タイプB:無料塾等、子どもの学力向上を支援する団体に対して、食事支援を行うための助成金(中高生~20歳向け無料塾等+食事支援機能)

(1) プログラムの目的

無料塾等を運営している団体に「食べる」機能を追加することで、経済的な理由などにより困難を抱える子どもがより良く生きるための環境づくりをサポートすること

(2) 支援内容

  • タイプA, B合計 助成金額:1,200万円(1団体あたりの上限は150万円 )
  • 食事支援:無料塾に「食べる」機能の追加

(3) 助成期間

2026年6月1日 ~ 2027年5月31日
(※翌期以降も申請により最大3期連続で助成を受け得る)

(4) 応募要件

  • 日本国内で無料塾等を運営している団体であること
  • 支援対象者に、経済的な理由などにより困難を抱える中学生または高校生が含まれていること
  • 食事支援の強化または追加に関心があること
  • 学習者の個人情報保護機能があること

(5) 採択団体の役割

団体に通う子どもたちに対して、助成期間中、「食べる」支援を提供すること

(3) 助成プログラムの詳細情報

助成プログラムの詳細情報は、申請用ページから公募要領をダウンロードし、ご確認ください。

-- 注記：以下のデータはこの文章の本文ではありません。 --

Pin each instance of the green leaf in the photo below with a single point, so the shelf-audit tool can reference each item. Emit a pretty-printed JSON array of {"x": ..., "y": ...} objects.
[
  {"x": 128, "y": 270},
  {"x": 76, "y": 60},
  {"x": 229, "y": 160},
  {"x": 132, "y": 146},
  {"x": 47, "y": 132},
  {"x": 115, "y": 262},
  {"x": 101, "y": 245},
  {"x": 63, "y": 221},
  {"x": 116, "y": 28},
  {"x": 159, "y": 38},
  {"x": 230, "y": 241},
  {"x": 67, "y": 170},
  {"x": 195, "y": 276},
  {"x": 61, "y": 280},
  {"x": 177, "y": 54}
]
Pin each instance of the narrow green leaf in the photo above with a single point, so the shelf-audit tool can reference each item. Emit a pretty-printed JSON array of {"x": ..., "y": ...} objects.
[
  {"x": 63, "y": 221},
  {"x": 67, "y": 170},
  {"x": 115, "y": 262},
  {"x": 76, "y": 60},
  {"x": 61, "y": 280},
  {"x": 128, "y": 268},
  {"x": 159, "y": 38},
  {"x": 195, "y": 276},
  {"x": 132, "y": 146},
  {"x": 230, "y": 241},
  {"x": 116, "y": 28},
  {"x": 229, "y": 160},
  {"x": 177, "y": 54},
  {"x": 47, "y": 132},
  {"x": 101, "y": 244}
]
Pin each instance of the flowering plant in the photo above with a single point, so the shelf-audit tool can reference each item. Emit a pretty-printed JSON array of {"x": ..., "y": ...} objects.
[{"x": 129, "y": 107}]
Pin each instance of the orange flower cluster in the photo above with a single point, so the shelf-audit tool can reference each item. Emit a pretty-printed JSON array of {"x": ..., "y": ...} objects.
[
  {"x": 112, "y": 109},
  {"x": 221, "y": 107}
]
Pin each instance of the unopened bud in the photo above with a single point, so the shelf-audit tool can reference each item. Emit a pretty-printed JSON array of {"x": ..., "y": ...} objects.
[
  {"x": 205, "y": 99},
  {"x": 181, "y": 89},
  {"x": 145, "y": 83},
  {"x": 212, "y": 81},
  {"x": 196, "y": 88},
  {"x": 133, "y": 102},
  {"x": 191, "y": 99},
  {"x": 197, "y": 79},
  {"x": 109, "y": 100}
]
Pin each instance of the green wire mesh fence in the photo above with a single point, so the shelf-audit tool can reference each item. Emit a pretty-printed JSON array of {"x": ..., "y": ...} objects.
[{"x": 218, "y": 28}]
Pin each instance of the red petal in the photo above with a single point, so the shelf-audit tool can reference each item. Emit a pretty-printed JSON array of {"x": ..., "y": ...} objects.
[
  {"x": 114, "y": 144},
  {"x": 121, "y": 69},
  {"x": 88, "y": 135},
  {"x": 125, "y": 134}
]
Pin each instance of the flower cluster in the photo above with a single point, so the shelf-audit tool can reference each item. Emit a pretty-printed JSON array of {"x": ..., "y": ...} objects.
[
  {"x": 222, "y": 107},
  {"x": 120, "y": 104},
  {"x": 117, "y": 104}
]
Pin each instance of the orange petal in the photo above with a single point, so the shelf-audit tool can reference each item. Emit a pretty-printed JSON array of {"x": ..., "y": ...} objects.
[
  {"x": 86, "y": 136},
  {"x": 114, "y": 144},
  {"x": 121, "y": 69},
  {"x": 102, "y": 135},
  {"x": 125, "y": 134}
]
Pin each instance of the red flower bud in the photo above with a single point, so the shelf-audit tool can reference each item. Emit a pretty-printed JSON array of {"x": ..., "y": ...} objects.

一部情報を抜粋し、以下に記載します。

① 助成期間

2026年6月1日 ~ 2027年5月31日
※翌期以降も申請により連続で最大3期の助成を受けられる可能性があります。

② 助成金額総額(1期あたり)

タイプA, B合計 助成金額:1,200万円(1団体あたりの上限は150万円)

③ 公募のプロセスとスケジュール(予定)

公募期間

2026年1月28日(水)15時~2026年2月27日(金)15時まで

公募プロセス

書類審査
2026年3月上旬から順次開始

1次オンライン対話審査
2026年3月中旬に事務局から順次開始

2次オンライン対話審査
2026年4月中旬から順次開始

助成先となる団体への贈呈式
(東京 丸の内にて対面/オンラインのハイブリッド開催)
2026年5月23日(土)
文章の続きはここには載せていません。